A standard pulse width modulated power supply comprises a power train transformer having primary and secondary windings. One end of the primary winding is connected to a DC voltage source and the other end is connected to a semiconductor switch. The switch is repeatedly turned on and off to develop an AC voltage across the primary winding. A half or full wave rectifier bridge is connected across the secondary winding and charges an output capacitor to supply the output DC voltage. The following prior art technique is used to regulate the output voltage during start up and during normal operating conditions. A clock periodically sets an RS flip flop to turn on the switch to deliver power through the transformer. The output voltage is compared to a reference voltage and when the output voltage rises just above the reference voltage, a comparator resets the flip flop to turn off the switch. The switch stays off until the next clock cycle. The longer the switch stays on during each cycle, the higher the output voltage and vice verse. Thus, the feedback from the output voltage regulates the output voltage to the desired level. The reference voltage can be designed to increase gradually during start up so the output current is limited during start up to prevent large current surges. Afterwards, the reference voltage reaches a constant level so the power supply can deliver operating current. One problem with such a pulse width modulated power supply is that at initial start up, substantial current will still flow to the output capacitor of the power supply and a capacitive load and the switch will stay turned on for a long time. This may burn-out the switch.
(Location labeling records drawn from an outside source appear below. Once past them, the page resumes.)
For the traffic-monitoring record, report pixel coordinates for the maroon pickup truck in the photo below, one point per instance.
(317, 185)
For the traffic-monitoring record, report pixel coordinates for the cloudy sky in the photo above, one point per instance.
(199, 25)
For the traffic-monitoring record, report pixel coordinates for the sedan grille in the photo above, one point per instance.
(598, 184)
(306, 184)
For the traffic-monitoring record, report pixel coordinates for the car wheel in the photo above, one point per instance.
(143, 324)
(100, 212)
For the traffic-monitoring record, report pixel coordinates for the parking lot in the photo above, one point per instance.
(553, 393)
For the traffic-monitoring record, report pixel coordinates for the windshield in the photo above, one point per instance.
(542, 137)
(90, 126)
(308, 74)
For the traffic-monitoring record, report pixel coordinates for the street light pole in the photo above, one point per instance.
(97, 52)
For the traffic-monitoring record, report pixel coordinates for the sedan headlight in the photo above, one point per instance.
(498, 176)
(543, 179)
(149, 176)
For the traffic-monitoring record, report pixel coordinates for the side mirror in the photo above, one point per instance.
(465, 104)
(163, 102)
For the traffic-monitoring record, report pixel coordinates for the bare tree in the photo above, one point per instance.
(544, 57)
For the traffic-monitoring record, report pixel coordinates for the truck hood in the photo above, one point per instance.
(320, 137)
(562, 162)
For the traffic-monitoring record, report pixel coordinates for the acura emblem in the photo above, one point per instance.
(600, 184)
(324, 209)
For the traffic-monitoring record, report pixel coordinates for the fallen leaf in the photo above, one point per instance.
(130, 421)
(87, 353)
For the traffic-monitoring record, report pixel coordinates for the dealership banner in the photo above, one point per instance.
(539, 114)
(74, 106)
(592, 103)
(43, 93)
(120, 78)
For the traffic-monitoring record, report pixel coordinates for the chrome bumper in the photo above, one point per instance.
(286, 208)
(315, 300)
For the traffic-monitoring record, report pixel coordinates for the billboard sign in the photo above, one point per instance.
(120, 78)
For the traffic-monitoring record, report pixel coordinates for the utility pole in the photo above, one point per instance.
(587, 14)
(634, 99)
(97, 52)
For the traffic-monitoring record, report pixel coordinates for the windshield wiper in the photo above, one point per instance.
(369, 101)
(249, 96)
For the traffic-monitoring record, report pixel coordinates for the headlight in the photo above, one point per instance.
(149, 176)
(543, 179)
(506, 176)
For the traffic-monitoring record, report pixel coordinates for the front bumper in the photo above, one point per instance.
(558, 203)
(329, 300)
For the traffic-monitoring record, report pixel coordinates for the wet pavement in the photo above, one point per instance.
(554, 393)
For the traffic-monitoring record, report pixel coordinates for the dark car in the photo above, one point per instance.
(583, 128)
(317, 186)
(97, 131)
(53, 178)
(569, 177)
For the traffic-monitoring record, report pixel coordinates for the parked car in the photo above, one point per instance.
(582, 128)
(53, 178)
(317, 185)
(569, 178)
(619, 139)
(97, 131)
Another prior art technique to control the switch uses a differential amplifier that receives at one input a fixed reference voltage and at the other input the output voltage. The output of the differential amplifier is called an "error voltage" and is proportional to the difference between the output voltage and the reference voltage. The output of the differential amplifier charges a reference capacitor through a current limiting resistor and diode. The voltage across the reference capacitor and diode forms a second reference voltage and is supplied to one input of a comparator. The other input is supplied by the voltage across a timing capacitor which is charged by rectified current from a secondary of another, sense transformer. When the voltage across the timing capacitor just exceeds the second reference the switch, the comparator resets the flip flop which shuts off the switch (until the next cycle of the clock). Also, the flip flop activates a transistor to discharge the timing capacitor. Because the second reference voltage rises gradually as the reference capacitor charges, the output current is limited during start up. Eventually, the reference capacitor charges to a fixed level and the timing capacitor requires sufficient time to rise to the fixed reference voltage so that the power supply can deliver operating current. The switch in this prior art power supply is also turned on for an extended time during start up because of the capacitive load and may burn-out.
Accordingly, a general object of the present invention is to provide a pulse width modulated power supply which avoids prolonged turn on of the primary winding semiconductor switch during start up and overload conditions.